Weekly Pastoral Message prepared by Rev. Murray Adamthwaite
for Sunday 6th September 1998
From the Pastor: Three plus Four is not Seven II
"There are three things which are too wonderful for me, four which I do not understand: the way of a man with a maid." Proverbs 30:18,19
"The world loves a lover", we are told. The truth of that familiar adage
depends on a right conception of love, viz. a pure attraction leading to a deep
affection, and concluding with marriage. Then a full physical expression
follows that public commitment, but not before. Many are the stories, odes, and
sonnets written through history around the theme of true love. And there is a
wonderful beauty in them all, even when some stories end in tragedy.
Agur the sage marvelled at this scenario, and likened it to an eagle in the
sky, hovering (as we would explain it) on thermals, or the way a snake can
slither along a smooth rock, when we would only slip and fall. "Love makes the
world go round", goes another saying: true enough, but how does love itself
work? In recent times the scientists have weighed in, telling us that it is all
a matter of body chemistry and hormones. But they neither can nor could tell us
whether the chemistry produces the love, or the love evokes the chemistry.

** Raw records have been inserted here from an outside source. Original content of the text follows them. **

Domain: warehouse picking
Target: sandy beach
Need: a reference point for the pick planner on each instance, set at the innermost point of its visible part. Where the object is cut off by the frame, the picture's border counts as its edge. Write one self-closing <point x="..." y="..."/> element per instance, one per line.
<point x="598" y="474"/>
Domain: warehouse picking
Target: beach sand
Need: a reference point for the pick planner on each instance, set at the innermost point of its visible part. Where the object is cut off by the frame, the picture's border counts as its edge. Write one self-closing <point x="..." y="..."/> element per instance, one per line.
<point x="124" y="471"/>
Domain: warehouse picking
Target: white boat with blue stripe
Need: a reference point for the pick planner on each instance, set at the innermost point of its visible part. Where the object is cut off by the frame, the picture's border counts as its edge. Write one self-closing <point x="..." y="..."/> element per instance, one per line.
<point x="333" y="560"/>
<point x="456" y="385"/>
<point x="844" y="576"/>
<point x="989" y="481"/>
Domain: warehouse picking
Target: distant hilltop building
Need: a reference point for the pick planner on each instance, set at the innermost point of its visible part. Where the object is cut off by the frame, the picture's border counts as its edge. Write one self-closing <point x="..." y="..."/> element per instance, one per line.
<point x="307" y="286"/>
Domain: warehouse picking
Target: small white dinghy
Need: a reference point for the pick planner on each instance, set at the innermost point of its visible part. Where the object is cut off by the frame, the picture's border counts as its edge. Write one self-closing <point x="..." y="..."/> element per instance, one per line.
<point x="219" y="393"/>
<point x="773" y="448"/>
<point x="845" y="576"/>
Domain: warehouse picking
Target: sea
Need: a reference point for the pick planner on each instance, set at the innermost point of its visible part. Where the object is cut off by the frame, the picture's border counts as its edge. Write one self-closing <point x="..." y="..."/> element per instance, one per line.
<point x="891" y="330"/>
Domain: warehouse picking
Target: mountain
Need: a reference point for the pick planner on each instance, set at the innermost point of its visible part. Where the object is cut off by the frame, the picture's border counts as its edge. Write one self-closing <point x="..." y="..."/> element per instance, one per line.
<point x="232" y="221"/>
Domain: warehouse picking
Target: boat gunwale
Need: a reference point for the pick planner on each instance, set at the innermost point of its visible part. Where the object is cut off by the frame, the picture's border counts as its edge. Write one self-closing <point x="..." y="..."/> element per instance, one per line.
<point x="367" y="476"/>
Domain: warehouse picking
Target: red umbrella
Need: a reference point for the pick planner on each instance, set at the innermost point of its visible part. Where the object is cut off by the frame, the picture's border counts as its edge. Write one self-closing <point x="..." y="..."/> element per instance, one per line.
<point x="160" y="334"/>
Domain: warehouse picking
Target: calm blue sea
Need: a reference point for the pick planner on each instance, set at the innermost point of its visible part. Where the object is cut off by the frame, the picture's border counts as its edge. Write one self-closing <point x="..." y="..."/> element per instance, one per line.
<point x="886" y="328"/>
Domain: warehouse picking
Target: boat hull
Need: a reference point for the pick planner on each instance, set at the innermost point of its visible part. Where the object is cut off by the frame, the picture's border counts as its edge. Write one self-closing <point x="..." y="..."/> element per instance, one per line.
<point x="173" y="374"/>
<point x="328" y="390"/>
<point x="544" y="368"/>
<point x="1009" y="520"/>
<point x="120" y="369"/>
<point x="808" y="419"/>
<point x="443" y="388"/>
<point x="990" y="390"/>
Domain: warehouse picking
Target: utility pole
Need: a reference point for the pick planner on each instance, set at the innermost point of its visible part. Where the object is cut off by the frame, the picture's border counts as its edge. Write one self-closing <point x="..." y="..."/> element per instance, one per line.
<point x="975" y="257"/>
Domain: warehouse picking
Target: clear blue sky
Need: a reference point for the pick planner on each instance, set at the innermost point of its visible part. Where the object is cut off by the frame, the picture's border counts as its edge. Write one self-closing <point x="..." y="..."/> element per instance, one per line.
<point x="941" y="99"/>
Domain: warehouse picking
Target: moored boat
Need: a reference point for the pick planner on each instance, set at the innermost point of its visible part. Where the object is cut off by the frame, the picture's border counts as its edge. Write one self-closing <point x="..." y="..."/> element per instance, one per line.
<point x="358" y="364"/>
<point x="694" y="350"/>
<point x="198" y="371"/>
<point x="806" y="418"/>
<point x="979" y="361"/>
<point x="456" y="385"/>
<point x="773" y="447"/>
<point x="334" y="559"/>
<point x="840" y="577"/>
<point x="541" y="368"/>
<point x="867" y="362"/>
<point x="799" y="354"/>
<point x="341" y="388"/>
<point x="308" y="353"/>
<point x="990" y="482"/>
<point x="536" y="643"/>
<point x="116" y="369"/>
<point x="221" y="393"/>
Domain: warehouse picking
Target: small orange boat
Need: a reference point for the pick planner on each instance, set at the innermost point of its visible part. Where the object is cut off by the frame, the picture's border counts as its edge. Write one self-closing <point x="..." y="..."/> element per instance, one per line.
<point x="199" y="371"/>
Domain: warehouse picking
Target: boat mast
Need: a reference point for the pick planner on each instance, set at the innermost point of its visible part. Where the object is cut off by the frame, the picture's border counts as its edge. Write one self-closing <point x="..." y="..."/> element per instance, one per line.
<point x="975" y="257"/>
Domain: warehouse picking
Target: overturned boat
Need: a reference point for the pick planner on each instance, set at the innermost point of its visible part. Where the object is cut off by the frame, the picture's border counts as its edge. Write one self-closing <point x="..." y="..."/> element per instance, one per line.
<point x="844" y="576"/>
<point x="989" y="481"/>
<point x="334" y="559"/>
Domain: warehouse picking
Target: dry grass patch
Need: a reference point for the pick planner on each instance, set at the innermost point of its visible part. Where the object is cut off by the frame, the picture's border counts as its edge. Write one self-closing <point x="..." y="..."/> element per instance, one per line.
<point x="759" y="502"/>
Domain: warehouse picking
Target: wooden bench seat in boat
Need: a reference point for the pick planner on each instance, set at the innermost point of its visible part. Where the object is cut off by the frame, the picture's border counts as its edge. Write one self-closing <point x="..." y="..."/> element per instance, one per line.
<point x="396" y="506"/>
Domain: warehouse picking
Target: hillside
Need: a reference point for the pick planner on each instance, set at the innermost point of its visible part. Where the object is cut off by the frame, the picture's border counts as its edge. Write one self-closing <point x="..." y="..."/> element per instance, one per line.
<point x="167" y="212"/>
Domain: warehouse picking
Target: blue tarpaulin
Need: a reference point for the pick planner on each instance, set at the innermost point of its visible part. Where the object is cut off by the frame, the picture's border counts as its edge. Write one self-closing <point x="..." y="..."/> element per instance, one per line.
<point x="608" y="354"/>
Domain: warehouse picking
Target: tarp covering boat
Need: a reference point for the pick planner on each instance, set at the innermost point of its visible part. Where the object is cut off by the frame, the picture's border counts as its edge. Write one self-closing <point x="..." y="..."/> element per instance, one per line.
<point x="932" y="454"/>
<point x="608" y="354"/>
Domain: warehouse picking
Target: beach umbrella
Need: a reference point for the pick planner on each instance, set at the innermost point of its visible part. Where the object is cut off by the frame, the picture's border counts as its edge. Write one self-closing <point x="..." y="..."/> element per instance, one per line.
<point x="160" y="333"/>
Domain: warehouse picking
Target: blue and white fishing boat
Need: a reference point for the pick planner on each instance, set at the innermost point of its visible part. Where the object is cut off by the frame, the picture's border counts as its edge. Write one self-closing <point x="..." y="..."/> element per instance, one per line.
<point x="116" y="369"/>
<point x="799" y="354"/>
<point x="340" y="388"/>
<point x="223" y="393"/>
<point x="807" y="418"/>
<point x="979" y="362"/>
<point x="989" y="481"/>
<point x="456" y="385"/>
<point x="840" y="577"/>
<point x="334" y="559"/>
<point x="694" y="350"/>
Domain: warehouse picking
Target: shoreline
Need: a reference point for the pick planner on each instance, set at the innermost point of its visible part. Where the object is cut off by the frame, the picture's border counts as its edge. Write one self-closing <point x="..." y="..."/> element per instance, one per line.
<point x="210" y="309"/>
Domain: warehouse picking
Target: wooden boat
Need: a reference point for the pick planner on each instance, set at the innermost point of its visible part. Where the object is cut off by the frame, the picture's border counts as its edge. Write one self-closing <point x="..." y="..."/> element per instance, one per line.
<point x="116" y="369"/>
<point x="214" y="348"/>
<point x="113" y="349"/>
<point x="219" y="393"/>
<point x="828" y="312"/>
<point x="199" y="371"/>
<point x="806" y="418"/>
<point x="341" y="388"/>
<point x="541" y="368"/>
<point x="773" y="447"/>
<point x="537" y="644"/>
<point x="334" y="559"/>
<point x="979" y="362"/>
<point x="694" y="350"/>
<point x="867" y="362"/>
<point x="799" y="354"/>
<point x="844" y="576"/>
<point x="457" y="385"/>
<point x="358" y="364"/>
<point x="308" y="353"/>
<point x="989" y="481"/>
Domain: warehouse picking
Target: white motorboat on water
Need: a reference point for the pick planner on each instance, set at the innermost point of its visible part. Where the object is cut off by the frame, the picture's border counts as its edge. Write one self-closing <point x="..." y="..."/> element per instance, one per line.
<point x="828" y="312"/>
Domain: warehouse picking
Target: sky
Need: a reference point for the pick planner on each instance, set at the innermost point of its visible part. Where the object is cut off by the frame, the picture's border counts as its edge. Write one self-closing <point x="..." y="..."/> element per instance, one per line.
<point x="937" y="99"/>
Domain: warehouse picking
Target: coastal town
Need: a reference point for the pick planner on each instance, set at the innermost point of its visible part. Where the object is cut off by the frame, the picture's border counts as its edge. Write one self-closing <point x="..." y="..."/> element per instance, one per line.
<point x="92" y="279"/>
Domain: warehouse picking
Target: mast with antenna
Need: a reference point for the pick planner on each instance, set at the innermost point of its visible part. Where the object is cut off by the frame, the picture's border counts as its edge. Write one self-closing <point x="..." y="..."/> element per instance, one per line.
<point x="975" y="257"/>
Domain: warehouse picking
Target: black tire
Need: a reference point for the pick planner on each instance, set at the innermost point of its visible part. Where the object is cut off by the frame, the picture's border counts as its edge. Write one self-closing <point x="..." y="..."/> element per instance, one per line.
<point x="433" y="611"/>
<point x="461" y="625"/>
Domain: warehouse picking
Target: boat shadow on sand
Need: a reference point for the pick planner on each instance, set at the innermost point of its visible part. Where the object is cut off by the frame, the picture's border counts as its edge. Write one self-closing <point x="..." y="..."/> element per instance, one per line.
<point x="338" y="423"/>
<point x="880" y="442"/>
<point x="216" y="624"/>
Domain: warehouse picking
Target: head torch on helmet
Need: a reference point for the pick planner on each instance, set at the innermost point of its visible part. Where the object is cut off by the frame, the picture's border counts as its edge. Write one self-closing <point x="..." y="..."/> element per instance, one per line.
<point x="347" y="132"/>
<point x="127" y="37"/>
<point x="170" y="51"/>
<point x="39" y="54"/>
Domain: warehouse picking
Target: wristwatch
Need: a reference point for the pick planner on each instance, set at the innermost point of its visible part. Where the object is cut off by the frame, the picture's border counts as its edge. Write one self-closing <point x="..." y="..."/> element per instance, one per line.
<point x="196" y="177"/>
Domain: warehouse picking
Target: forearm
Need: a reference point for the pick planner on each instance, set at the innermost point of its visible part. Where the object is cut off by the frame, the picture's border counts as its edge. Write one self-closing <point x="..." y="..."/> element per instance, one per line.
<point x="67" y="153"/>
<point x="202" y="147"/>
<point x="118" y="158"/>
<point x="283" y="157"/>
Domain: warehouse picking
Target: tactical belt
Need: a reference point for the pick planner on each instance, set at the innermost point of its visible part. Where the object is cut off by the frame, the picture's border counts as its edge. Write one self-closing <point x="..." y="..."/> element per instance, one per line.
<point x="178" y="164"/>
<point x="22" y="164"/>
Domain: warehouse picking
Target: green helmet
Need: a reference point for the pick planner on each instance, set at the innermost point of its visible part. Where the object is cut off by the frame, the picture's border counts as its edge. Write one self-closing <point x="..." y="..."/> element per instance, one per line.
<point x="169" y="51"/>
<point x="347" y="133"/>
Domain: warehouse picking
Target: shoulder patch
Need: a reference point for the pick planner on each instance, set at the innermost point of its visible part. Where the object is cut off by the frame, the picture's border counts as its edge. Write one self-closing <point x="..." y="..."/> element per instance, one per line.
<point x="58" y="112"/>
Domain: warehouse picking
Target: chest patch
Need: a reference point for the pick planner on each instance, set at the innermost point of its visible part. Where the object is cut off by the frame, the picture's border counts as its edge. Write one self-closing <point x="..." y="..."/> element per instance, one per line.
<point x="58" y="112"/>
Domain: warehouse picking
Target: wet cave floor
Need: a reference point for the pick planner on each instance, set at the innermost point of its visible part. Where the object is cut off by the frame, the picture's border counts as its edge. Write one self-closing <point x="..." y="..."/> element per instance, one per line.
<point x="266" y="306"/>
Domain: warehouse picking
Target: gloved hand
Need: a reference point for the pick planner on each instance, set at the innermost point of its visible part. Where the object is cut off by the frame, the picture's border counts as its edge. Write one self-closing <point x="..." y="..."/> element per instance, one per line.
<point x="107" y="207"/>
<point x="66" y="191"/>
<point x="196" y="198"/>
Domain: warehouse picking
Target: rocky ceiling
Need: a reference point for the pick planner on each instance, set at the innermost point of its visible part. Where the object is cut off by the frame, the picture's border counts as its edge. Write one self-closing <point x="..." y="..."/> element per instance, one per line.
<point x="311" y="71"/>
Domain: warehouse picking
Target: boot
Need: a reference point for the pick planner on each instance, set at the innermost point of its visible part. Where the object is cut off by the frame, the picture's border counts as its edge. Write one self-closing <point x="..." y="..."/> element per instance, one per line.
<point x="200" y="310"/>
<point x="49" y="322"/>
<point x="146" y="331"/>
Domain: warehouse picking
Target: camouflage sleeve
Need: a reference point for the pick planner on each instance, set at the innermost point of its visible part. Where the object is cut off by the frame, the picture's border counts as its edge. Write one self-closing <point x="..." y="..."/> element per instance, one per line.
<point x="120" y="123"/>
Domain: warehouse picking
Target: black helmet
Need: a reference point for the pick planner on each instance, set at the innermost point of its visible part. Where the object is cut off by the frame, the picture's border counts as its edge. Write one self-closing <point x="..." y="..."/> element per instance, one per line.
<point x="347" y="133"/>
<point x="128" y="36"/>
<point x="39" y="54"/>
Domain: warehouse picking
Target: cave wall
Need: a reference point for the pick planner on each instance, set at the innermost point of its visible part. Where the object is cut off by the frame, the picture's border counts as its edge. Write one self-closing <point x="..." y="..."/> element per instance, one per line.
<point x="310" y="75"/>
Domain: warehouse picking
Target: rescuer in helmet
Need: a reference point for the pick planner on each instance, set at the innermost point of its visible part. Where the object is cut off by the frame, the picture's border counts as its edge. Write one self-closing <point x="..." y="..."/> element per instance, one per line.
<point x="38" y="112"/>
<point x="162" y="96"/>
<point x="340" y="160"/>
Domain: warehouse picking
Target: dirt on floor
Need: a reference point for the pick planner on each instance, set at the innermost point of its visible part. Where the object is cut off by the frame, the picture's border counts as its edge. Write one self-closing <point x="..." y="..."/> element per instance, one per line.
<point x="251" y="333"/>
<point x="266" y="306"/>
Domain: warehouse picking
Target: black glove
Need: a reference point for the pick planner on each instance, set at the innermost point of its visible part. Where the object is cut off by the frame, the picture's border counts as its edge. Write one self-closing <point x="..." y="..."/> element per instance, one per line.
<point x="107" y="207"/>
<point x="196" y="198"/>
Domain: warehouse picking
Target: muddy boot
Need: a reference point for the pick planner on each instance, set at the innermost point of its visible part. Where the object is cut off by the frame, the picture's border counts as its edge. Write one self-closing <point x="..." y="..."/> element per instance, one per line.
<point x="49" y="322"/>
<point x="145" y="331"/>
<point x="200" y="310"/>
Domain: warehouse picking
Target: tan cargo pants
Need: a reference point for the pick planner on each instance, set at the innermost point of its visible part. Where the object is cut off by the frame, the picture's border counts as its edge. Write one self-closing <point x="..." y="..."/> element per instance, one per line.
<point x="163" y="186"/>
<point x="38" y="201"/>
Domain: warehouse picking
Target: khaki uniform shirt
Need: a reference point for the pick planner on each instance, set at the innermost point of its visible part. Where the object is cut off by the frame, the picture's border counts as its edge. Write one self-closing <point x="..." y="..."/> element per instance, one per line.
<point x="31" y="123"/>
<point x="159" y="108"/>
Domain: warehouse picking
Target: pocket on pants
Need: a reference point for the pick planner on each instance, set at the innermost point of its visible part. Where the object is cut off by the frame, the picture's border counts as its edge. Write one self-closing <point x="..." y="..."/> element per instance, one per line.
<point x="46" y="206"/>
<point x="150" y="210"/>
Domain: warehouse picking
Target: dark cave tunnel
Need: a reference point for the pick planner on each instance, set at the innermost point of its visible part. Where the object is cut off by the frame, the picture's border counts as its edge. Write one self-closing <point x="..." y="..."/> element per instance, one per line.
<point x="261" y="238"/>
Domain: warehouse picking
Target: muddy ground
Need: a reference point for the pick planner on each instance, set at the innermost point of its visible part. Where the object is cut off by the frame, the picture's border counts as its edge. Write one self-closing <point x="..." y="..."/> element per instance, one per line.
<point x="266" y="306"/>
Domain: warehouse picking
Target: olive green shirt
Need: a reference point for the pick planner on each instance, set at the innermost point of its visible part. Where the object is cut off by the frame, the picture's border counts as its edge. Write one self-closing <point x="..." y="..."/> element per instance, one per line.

Thus
the ancient sage could not fathom it; neither, it seems, can we.
Meanwhile, there is the converse in the ugly filth of adultery and fornication,
as noted in the very next verse (20): for the loose woman it is no sin, but as
normal as eating a meal. But there the mystery reappears: in illicit sexual
activity beauty suddenly vanishes, and instead becomes vile and repulsive.
Wherein lies beauty? The answer is simple, for those with eyes to see: it comes
when everything is done in harmony with God's created order and according to
His revealed command. When that is violated the result is ugliness and filth.
God "has made everything beautiful in its time" (Ecclesiates 3:11), therefore
His wrath will come upon those who besmirch and defile that creation. Thus it
is necessary for us to maintain the mystique and beauty, not only of the
marriage relationship, but of all His created order by honouring all His
ordinances. Such is the fragrance of Christ Himself (2 Corinthians 2:15).